The majority of people know they should floss but still forget or choose to ignore their dentist’s advice. It’s become almost a cliché. The awkward conversation with your dentist over whether or not you have been flossing as much as he says you should. An investigation by the Associated Press says otherwise.
In August of 2016, The AP requested the evidence of flossing’s health benefits from the departments of Health and Human Services. What they found was evidence that flossing’s actual benefits appear to be minimal. The studies mostly test the health benefits of brushing your teeth versus brushing your teeth with the addition of flossing. The AP reports that the benefits of flossing are “very low.”
John McCrone is a senior history major at UNF. He was not surprised by the report.
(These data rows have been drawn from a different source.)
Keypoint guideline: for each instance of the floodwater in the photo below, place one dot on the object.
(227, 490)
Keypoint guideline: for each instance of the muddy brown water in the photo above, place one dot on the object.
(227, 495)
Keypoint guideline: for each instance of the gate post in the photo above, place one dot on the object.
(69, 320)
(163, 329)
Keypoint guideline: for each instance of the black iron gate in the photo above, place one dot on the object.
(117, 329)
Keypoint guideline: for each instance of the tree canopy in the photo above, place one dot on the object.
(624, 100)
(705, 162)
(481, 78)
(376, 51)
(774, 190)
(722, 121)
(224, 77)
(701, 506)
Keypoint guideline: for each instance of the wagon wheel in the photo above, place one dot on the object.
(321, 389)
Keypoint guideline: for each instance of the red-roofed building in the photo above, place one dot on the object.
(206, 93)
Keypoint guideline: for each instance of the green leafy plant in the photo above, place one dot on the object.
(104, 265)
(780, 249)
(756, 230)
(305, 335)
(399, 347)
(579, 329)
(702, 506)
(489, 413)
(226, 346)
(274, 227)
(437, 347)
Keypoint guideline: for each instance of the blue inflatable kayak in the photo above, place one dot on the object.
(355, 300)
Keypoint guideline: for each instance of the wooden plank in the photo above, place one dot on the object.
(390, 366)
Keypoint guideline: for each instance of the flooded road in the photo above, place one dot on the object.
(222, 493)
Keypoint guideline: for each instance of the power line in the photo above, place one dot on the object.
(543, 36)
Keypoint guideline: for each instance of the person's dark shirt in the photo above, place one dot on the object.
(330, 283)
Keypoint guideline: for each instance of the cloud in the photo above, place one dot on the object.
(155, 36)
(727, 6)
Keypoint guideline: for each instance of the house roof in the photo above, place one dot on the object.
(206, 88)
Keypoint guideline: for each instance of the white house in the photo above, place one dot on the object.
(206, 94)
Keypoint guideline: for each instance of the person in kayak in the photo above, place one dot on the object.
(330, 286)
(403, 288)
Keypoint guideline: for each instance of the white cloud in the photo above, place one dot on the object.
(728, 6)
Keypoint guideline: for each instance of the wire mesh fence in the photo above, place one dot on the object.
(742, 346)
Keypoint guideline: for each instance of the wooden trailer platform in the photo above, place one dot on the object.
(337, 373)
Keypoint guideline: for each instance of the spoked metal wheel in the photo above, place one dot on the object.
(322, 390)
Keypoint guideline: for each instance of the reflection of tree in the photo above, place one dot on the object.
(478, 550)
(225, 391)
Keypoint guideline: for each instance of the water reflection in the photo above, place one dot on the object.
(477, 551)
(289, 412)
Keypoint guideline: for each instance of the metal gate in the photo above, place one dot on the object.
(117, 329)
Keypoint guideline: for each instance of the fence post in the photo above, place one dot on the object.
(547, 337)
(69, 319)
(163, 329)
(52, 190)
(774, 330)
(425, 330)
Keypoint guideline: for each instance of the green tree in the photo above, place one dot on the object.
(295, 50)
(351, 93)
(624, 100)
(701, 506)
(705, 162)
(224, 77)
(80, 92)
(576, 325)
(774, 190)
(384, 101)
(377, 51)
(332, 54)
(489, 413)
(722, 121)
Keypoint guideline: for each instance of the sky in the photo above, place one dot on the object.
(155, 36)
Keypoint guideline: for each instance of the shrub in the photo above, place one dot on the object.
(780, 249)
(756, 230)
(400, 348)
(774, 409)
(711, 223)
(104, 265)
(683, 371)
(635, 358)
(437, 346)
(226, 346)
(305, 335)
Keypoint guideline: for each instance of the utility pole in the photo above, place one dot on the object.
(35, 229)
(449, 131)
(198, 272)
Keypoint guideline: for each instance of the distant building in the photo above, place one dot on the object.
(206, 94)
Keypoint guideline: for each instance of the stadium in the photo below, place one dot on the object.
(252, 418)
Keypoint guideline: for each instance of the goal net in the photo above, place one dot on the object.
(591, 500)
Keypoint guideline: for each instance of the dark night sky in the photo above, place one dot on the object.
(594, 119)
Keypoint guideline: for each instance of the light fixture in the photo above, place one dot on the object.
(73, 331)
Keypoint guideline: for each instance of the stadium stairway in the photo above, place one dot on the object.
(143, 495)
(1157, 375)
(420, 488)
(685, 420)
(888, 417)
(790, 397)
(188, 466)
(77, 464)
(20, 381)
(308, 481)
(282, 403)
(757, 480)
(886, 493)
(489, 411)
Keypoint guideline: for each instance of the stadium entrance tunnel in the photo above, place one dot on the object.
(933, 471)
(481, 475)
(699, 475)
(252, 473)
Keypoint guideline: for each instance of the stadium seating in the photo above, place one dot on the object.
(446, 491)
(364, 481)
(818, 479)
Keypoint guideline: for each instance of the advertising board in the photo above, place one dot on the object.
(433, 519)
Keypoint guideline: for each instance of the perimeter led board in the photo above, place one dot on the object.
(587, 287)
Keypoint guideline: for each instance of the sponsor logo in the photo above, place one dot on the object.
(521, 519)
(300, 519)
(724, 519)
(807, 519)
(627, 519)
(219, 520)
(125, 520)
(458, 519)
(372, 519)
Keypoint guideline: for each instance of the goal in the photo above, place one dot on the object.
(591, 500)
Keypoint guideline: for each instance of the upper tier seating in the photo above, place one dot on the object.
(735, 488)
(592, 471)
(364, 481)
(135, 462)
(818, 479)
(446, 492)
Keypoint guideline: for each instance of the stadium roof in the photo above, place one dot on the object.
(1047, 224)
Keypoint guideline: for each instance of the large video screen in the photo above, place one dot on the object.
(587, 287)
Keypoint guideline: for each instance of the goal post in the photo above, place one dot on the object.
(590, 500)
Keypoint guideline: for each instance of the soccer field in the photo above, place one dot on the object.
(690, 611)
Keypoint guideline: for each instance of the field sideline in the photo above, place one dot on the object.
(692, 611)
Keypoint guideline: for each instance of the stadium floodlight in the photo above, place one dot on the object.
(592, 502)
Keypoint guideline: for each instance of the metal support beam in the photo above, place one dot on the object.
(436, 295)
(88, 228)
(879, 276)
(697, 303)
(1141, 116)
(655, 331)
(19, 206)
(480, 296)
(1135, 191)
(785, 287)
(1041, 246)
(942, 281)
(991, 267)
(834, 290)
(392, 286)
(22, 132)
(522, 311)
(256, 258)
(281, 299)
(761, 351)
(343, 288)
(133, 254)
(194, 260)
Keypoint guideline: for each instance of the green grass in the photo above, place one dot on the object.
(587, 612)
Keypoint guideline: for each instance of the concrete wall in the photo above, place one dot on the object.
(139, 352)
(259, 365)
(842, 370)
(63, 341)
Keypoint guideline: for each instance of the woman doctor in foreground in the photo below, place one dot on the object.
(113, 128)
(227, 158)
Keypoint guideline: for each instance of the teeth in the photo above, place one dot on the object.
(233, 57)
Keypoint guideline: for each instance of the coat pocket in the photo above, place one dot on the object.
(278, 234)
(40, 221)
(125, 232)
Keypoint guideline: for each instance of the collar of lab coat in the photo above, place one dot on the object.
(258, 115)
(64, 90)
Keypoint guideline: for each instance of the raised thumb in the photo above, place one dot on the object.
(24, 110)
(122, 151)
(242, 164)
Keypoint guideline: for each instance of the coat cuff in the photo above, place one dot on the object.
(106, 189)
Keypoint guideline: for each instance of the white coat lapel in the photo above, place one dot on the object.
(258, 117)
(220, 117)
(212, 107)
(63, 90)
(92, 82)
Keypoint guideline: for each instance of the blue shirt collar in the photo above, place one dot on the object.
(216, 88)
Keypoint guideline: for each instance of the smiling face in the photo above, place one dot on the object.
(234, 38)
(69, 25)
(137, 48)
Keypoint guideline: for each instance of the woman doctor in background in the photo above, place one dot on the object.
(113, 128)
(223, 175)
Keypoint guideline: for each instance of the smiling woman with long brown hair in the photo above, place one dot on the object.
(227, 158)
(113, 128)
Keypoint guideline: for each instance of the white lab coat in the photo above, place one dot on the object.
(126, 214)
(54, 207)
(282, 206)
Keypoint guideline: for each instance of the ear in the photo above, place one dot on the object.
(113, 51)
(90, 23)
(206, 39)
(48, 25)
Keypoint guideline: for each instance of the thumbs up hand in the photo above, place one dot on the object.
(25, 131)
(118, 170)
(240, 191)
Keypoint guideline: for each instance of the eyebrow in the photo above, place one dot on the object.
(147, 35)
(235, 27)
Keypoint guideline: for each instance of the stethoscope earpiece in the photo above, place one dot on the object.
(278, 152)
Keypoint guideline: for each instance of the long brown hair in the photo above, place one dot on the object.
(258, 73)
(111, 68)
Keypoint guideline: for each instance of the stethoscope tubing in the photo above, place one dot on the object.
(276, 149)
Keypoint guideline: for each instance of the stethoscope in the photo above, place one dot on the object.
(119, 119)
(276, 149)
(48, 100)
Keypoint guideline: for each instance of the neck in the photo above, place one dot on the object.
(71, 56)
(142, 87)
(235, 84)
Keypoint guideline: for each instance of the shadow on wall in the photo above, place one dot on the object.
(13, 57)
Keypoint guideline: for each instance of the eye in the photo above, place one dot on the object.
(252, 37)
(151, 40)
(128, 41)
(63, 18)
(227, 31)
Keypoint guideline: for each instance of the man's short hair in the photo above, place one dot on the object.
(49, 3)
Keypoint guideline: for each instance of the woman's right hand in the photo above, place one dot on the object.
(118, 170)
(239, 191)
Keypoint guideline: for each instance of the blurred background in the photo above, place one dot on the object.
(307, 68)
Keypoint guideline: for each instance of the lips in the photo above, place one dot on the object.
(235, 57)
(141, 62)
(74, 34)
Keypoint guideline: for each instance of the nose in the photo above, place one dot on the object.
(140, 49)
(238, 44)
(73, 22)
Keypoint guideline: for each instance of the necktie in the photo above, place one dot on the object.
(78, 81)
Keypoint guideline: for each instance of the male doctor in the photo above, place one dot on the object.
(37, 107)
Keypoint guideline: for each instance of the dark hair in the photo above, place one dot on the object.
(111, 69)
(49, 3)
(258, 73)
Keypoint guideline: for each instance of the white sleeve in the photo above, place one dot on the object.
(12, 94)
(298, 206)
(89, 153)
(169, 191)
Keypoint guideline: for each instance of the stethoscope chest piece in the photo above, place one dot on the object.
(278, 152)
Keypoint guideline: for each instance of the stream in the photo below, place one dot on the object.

“I think all those studies are hyped up. It’s a lot like the cleaning supply commercials or the toilet paper commercials. If the company selling you the product is conducting the research, you have a problem. I never trust those things. ”
McCrone said he flosses a few times a week and this study won’t affect his usual habits.
“I floss once a week sometimes. I don’t know, I’m not a dentist,” says Maame-Mensima Horne, a graduate student at UNF.
“It’s more about the feeling. When I floss I feel cleaner and my gums feel stronger. I’m not going to change how I usually act. This study is somewhat enlightening but it really isn’t a huge deal. I don’t think flossing is that big of a deal to begin with, now I have facts to back that up,” said Horne.
Other students were not as casual to the report’s revelations.
“It’s a lot of BS. I really thought after all the hassle of flossing and all the money that industry makes there might have been some legitimacy to it,” says Leo Paley, a Junior English Major at UNF.
“It just sucks to find out that another organization is making money off lies.”
The AP reports that the National Institutes of Health’s Tim Iafolla still suggests that people continue to floss.
“It’s low risk, low cost,” he said. “We know there’s a possibility that it works, so we feel comfortable telling people to go ahead and do it.”